Siamo fermi alla fase che Lacan chiama alienazione, e non nella fase successiva, quella della separazione, ove l’oggetto a è messo nel campo dell’Altro e collocandosi come intersezione tra il soggetto e l’Altro introduce la dialettica simbolica, attraverso la dialettica degli oggetti del desiderio.
Steve è immerso in un godimento che gli è insopportabile, come gli è insopportabile al contempo perdere qualcosa di quel godimento, data la sua fragilità rispetto alla separazione; è oggetto del godimento di un Altro materno sregolato, che ne fa ora il destinatario di un’intimità senza limite ora l’oggetto cattivo di cui sbarazzarsi, da lasciar cadere. Ad ogni faglia che apre il Che vuoi? Steve incontra un buco, l’immagine si frantuma e esplodono gli attacchi violenti verso l’altro e verso sé stesso. L’Altro è rotto, e lui “sulla via del reale, incontra l’Uno, che è il residuo della disconnessione”[2].
La presenza ingombrante e claustrofobica dell’Uno è magistralmente resa dall’inquadratura 1:1 per tutta la durata del film, che, costringendo la ripresa di un solo personaggio per volta, trasmette l’isolamento, la solitudine e l’assenza di legame.
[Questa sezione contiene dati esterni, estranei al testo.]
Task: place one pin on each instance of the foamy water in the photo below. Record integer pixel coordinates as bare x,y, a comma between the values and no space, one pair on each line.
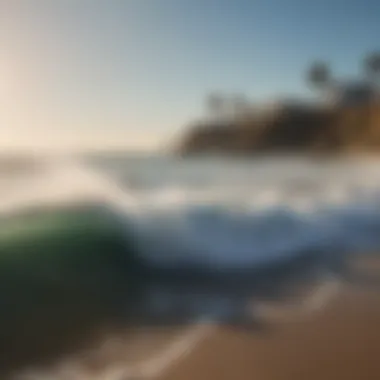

Solo in due momenti l’inquadratura sarà a tutto campo:
la prima è quando Steve formula la sua domanda di essere aiutato a prendere il diploma e a seguire il suo desiderio di fare una scuola d’arte, rivolgendosi a Kayla, la vicina di casa che, partner regolato e mancante, farà spazio al soggetto. S. studia, scrive, si apre la progettualità, si apre il desiderio soggettivo e l’inquadratura si estende al campo. Il disinserimento dall’oggetto consente, infatti, il fluire del tempo attraverso una narrazione dove il soggetto può inserirsi in quel luogo della scena, che, Lacan ci dice nel Seminario X (p.125), è il luogo in cui soltanto può mantenersi nel suo statuto di soggetto, come soggetto fondamentalmente storicizzato.
La seconda apertura dell’inquadratura è quando la madre fantastica su un figlio separato da lei, che diventa adulto e realizza i suoi progetti, mentre lo porta però a sua insaputa in un istituto psichiatrico[3]. Il sogno ad occhi aperti è risucchiato nel silenzio del posto non avvenuto della separazione, separazione che senza la mediazione simbolica diviene impossibile e si realizza nel reale con un passaggio all’atto: il soggetto si separa radicalmente dall’Altro con una rottura, in cui è lui stesso a frantumarsi poiché collassando sull’oggetto si fa scarto.
Nel film sono interessanti anche le sfasature nell’uso del suono, la musica è sempre altra, discordante rispetto alla narrazione, come a sottolineare che ciò che prevale nella sofferenza dei personaggi è proprio quel fuori rappresentazione, sfasato e slegato dalla parola.
[1] J.A. Miller e A. Di Ciaccia, L’Uno-tutto-solo, Astrolabio, Roma, 2018, pp.120-121.
[2] J.-A. Miller, L’orientation lacanienne. Le tout dernier Lacan, lezione del 21 marzo 2007.
[3] Nel film, il Canada ha approvato una controversa legge, denominata S-14, che consente ai genitori di minori difficili di effettuare un ricovero coatto presso un istituto psichiatrico, saltando la procedura legale.